Four legal risk management and mitigation strategies for your small business

The intensity of change in business and technology won’t let up. So, your risk management strategy must keep up. Having the tools to develop your policies, procedures, and documentation can help you anticipate and mitigate today’s risks and be ready for tomorrow’s. Here are four strategies you can use to evolve your risk management: 

  1. Reevaluate your risk tolerance. Pressure test your organization’s risk tolerance and make sure it’s still relevant to business change and market dynamics. If you don’t yet have formal, documented processes in place, now is the perfect time to start. Consult with business leaders, create or update key documents, hold training sessions, and publish materials on your intranet. If you work in a complex industry with gray areas or one that’s changing fast, consider a second opinion from outside counsel. 
  2. Work with senior leaders to take a holistic approach to risk management. Digital transformation has compressed multiple years of innovation into just a few months. Your organization may have created risks by pivoting or transforming its business model, onboarding partners, or digitizing products and services. Work collaboratively with the business to evolve your risk tolerance continually and to apply risk management across business units. What your customer experience team is willing to tolerate will be different than what your compliance team will tolerate, for example. 
  3. Use metrics driven by legal technology to help make the business more profitable. Legal technology can provide critical metrics about your team’s performance, from overall spending to matters that are opened and closed. You can also use insights from data to learn more about the business and use your acumen to find ways to cut costs or deliver more value. Being able to solve a commercial issue while reducing risk can be a win-win.
  4. Evolve the skills of your team. One important way you can safeguard your company is to train your staff members to make sure they have the resources, skills, and experiences to become legal experts and leaders. You could do this yourself — or you could tap into the expertise of more than 300 legal experts by choosing the right legal technology. 
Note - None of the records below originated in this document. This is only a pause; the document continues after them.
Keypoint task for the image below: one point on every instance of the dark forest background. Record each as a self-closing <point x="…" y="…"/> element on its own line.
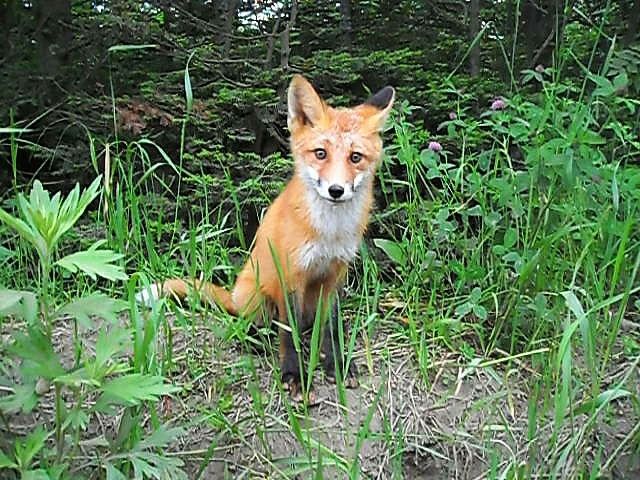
<point x="68" y="68"/>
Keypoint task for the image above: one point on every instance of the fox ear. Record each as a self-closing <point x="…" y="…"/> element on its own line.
<point x="305" y="106"/>
<point x="383" y="103"/>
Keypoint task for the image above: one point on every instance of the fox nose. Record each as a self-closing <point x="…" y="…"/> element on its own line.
<point x="336" y="191"/>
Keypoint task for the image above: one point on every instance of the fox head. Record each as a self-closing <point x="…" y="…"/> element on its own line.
<point x="336" y="150"/>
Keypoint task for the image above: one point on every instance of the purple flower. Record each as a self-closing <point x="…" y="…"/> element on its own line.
<point x="435" y="147"/>
<point x="498" y="104"/>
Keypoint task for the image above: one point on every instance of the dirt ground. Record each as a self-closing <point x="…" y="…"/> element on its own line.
<point x="457" y="423"/>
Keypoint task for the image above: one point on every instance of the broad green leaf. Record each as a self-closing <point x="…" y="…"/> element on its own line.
<point x="23" y="230"/>
<point x="37" y="352"/>
<point x="136" y="388"/>
<point x="6" y="462"/>
<point x="26" y="452"/>
<point x="108" y="345"/>
<point x="9" y="298"/>
<point x="144" y="469"/>
<point x="113" y="473"/>
<point x="38" y="474"/>
<point x="187" y="85"/>
<point x="95" y="304"/>
<point x="23" y="399"/>
<point x="19" y="303"/>
<point x="95" y="263"/>
<point x="166" y="467"/>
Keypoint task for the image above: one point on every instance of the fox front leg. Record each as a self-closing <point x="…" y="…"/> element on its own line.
<point x="334" y="357"/>
<point x="291" y="361"/>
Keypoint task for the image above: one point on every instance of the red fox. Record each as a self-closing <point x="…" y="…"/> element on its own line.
<point x="310" y="232"/>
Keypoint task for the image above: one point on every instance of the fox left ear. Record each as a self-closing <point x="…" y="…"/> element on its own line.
<point x="383" y="102"/>
<point x="305" y="106"/>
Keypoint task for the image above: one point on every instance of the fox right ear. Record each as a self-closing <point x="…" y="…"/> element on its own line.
<point x="305" y="106"/>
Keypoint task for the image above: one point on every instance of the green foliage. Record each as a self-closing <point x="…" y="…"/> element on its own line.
<point x="95" y="382"/>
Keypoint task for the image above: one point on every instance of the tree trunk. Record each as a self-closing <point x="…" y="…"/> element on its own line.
<point x="345" y="23"/>
<point x="474" y="31"/>
<point x="632" y="24"/>
<point x="286" y="37"/>
<point x="53" y="38"/>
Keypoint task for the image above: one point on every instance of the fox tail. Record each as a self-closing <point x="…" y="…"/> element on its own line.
<point x="179" y="288"/>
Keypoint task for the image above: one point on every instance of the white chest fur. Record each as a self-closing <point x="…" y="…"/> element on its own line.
<point x="338" y="230"/>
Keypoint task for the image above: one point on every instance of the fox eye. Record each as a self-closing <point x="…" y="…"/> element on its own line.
<point x="320" y="153"/>
<point x="355" y="157"/>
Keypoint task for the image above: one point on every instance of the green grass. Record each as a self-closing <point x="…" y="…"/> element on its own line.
<point x="492" y="314"/>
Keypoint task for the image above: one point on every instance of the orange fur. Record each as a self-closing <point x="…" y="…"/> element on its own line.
<point x="313" y="228"/>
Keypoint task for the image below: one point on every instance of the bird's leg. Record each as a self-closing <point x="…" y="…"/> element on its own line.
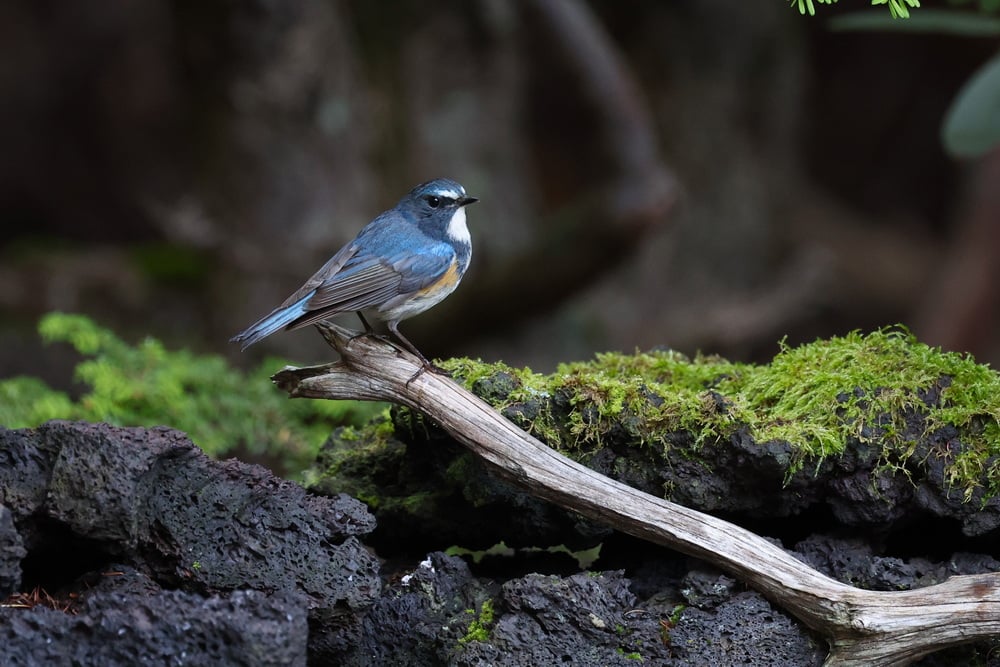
<point x="369" y="330"/>
<point x="427" y="365"/>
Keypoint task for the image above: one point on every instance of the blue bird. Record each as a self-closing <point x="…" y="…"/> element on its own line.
<point x="403" y="262"/>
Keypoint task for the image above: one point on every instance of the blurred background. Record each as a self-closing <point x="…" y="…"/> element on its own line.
<point x="697" y="174"/>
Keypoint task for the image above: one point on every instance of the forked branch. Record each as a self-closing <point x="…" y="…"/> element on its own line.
<point x="862" y="627"/>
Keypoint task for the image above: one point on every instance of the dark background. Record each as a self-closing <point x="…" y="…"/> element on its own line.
<point x="705" y="175"/>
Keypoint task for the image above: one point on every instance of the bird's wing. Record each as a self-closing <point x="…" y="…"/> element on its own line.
<point x="366" y="281"/>
<point x="330" y="268"/>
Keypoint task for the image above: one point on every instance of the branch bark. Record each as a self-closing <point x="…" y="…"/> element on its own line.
<point x="862" y="627"/>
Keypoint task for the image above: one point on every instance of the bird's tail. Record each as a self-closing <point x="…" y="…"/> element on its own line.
<point x="278" y="319"/>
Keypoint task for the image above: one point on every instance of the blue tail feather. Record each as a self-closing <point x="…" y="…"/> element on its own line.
<point x="267" y="325"/>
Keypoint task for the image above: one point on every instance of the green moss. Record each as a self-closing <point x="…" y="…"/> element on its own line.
<point x="818" y="397"/>
<point x="221" y="408"/>
<point x="479" y="628"/>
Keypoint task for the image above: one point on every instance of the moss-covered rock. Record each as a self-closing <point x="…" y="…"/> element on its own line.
<point x="879" y="428"/>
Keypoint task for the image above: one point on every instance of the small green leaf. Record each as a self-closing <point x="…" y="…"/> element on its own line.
<point x="943" y="21"/>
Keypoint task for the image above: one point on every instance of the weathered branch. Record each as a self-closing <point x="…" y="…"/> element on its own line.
<point x="862" y="627"/>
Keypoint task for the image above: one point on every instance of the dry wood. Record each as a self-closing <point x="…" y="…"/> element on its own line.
<point x="862" y="627"/>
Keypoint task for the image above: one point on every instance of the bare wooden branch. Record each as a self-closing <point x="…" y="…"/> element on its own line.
<point x="862" y="627"/>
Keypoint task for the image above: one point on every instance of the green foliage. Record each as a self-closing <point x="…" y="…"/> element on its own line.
<point x="479" y="628"/>
<point x="971" y="126"/>
<point x="897" y="8"/>
<point x="221" y="408"/>
<point x="818" y="397"/>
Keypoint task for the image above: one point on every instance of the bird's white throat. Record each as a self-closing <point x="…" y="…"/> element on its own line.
<point x="457" y="230"/>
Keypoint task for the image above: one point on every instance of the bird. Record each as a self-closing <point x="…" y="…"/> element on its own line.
<point x="406" y="260"/>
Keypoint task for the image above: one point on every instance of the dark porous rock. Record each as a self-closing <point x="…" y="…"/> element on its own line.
<point x="745" y="630"/>
<point x="150" y="499"/>
<point x="853" y="561"/>
<point x="429" y="492"/>
<point x="707" y="589"/>
<point x="12" y="552"/>
<point x="165" y="628"/>
<point x="420" y="620"/>
<point x="585" y="620"/>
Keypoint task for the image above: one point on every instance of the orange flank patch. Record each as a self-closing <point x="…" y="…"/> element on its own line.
<point x="446" y="282"/>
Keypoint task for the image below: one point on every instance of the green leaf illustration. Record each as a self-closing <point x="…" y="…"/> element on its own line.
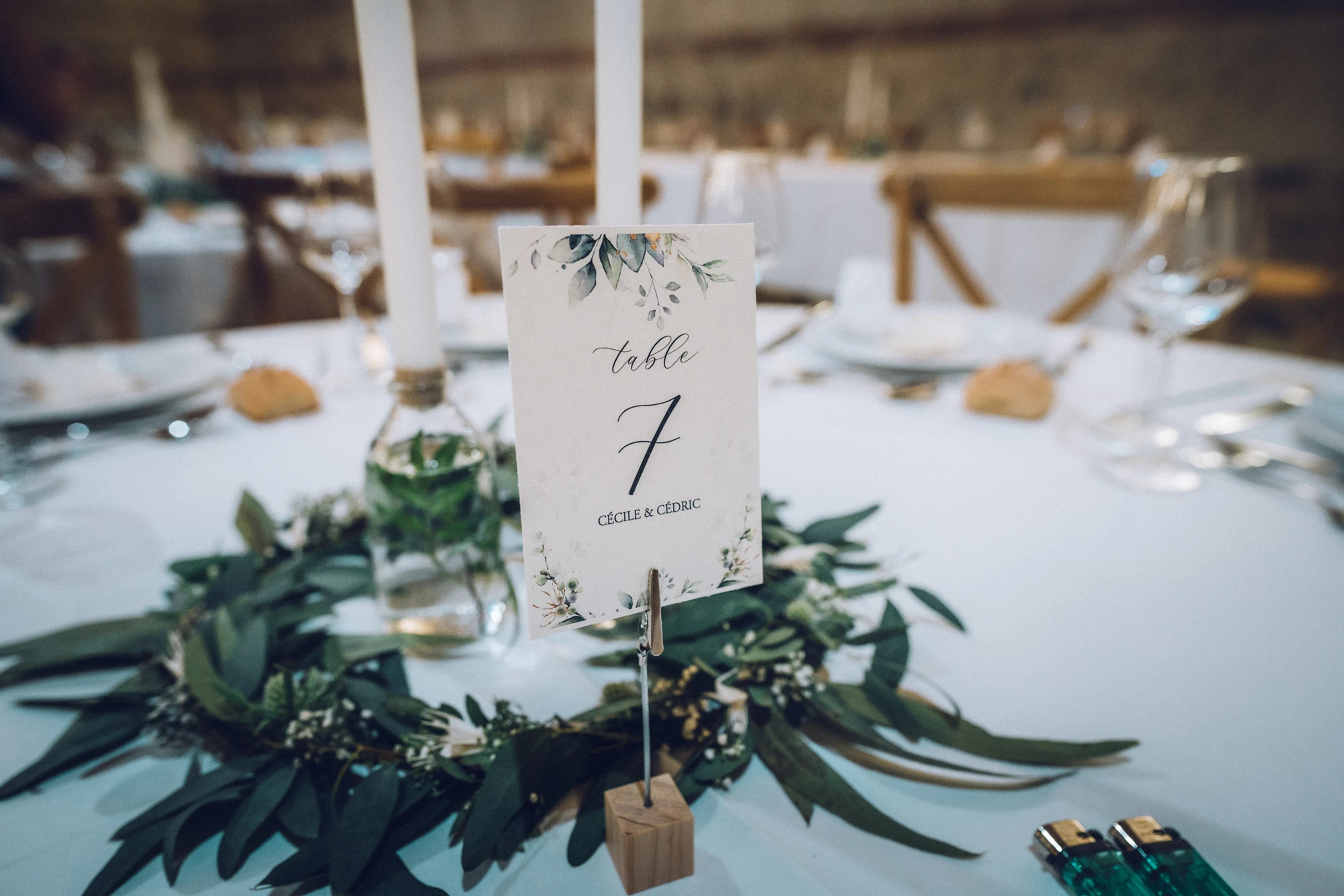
<point x="611" y="262"/>
<point x="802" y="772"/>
<point x="582" y="284"/>
<point x="632" y="247"/>
<point x="570" y="249"/>
<point x="931" y="601"/>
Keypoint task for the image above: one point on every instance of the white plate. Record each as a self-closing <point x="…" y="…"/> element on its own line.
<point x="936" y="339"/>
<point x="483" y="331"/>
<point x="1322" y="422"/>
<point x="117" y="378"/>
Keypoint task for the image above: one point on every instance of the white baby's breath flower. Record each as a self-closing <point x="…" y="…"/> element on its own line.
<point x="797" y="558"/>
<point x="175" y="660"/>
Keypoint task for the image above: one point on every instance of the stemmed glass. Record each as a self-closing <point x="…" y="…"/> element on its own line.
<point x="20" y="486"/>
<point x="1187" y="259"/>
<point x="744" y="188"/>
<point x="339" y="242"/>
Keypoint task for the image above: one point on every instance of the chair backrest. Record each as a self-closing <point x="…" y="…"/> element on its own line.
<point x="95" y="296"/>
<point x="562" y="196"/>
<point x="919" y="184"/>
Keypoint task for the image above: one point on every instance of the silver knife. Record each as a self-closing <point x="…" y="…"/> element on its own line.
<point x="1230" y="422"/>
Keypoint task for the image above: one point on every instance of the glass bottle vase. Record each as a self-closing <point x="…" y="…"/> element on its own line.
<point x="435" y="522"/>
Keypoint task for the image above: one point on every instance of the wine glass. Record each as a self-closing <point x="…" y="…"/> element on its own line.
<point x="744" y="188"/>
<point x="339" y="242"/>
<point x="20" y="486"/>
<point x="1187" y="259"/>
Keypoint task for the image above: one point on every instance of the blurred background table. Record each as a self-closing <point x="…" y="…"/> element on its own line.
<point x="1205" y="625"/>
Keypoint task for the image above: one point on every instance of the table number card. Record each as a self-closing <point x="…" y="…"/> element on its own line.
<point x="635" y="401"/>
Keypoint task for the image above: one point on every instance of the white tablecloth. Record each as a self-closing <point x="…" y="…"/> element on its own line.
<point x="1206" y="625"/>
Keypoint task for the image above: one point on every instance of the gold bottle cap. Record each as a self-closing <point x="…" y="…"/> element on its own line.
<point x="420" y="387"/>
<point x="1137" y="832"/>
<point x="1059" y="836"/>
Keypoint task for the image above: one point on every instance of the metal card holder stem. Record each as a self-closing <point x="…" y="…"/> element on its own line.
<point x="650" y="845"/>
<point x="651" y="641"/>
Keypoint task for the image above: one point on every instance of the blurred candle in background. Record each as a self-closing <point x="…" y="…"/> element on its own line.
<point x="391" y="108"/>
<point x="619" y="37"/>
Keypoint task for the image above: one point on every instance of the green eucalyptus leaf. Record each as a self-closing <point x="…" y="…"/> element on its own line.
<point x="832" y="531"/>
<point x="501" y="797"/>
<point x="135" y="853"/>
<point x="893" y="708"/>
<point x="804" y="773"/>
<point x="570" y="249"/>
<point x="116" y="643"/>
<point x="944" y="728"/>
<point x="218" y="698"/>
<point x="201" y="570"/>
<point x="362" y="825"/>
<point x="390" y="877"/>
<point x="306" y="864"/>
<point x="765" y="655"/>
<point x="853" y="727"/>
<point x="237" y="577"/>
<point x="611" y="262"/>
<point x="582" y="284"/>
<point x="225" y="635"/>
<point x="474" y="713"/>
<point x="373" y="698"/>
<point x="245" y="667"/>
<point x="256" y="811"/>
<point x="777" y="636"/>
<point x="196" y="790"/>
<point x="105" y="636"/>
<point x="892" y="653"/>
<point x="92" y="735"/>
<point x="194" y="825"/>
<point x="590" y="825"/>
<point x="931" y="601"/>
<point x="254" y="524"/>
<point x="299" y="812"/>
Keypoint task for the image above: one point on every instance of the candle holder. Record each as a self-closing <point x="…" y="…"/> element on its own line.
<point x="436" y="519"/>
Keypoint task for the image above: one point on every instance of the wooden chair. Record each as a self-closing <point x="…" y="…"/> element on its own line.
<point x="259" y="296"/>
<point x="917" y="186"/>
<point x="1303" y="301"/>
<point x="95" y="297"/>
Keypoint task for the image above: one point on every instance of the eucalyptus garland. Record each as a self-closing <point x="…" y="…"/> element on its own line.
<point x="316" y="735"/>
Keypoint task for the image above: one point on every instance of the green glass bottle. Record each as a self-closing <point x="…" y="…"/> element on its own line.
<point x="1167" y="863"/>
<point x="1085" y="863"/>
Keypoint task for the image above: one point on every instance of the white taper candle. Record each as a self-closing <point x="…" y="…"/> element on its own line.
<point x="391" y="109"/>
<point x="619" y="38"/>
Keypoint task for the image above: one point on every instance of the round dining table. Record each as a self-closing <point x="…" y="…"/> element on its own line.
<point x="1205" y="625"/>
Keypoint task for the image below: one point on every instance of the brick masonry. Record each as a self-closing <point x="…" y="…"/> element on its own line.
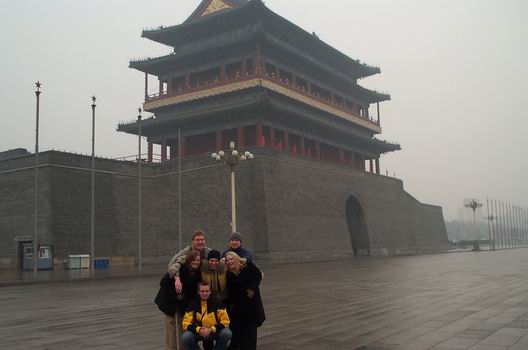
<point x="288" y="208"/>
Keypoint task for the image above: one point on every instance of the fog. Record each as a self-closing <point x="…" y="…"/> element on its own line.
<point x="456" y="70"/>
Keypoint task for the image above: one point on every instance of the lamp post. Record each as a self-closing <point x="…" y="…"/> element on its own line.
<point x="35" y="217"/>
<point x="231" y="158"/>
<point x="140" y="255"/>
<point x="490" y="219"/>
<point x="474" y="204"/>
<point x="92" y="219"/>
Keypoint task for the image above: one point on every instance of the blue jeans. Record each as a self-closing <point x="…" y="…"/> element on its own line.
<point x="190" y="340"/>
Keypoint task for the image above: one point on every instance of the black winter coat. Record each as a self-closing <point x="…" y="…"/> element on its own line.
<point x="168" y="301"/>
<point x="241" y="308"/>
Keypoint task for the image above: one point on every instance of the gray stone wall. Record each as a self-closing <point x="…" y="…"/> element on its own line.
<point x="288" y="208"/>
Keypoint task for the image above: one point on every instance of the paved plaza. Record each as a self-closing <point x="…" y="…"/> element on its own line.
<point x="445" y="301"/>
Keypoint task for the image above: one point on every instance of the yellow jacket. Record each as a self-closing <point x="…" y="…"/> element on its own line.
<point x="210" y="314"/>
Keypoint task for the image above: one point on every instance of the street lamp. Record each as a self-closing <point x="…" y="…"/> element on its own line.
<point x="490" y="219"/>
<point x="231" y="158"/>
<point x="92" y="217"/>
<point x="474" y="204"/>
<point x="140" y="207"/>
<point x="35" y="217"/>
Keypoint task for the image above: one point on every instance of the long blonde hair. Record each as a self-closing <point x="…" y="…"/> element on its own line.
<point x="240" y="263"/>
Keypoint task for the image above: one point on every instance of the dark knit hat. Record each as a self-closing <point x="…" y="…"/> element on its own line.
<point x="236" y="236"/>
<point x="213" y="254"/>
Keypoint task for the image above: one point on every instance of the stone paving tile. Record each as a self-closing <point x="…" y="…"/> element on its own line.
<point x="369" y="304"/>
<point x="504" y="340"/>
<point x="458" y="343"/>
<point x="518" y="324"/>
<point x="512" y="331"/>
<point x="488" y="347"/>
<point x="475" y="333"/>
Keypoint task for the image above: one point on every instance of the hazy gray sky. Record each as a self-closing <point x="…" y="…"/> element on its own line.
<point x="456" y="70"/>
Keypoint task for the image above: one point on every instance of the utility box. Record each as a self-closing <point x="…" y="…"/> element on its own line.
<point x="81" y="261"/>
<point x="44" y="258"/>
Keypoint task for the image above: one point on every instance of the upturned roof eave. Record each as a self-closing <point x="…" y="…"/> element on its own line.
<point x="162" y="35"/>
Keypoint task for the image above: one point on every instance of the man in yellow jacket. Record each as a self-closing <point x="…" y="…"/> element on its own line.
<point x="206" y="320"/>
You may feel like you’re navigating uncharted waters as you seek to safeguard your company amid changes created by global events, digital transformation, new regulations, and other issues. The right legal technology can keep you on course with a wealth of online resources, including practice notes, toolkits, and templates. This can enhance your skills as you manage and mitigate risk effectively and expand your role as a strategic consultant to your business.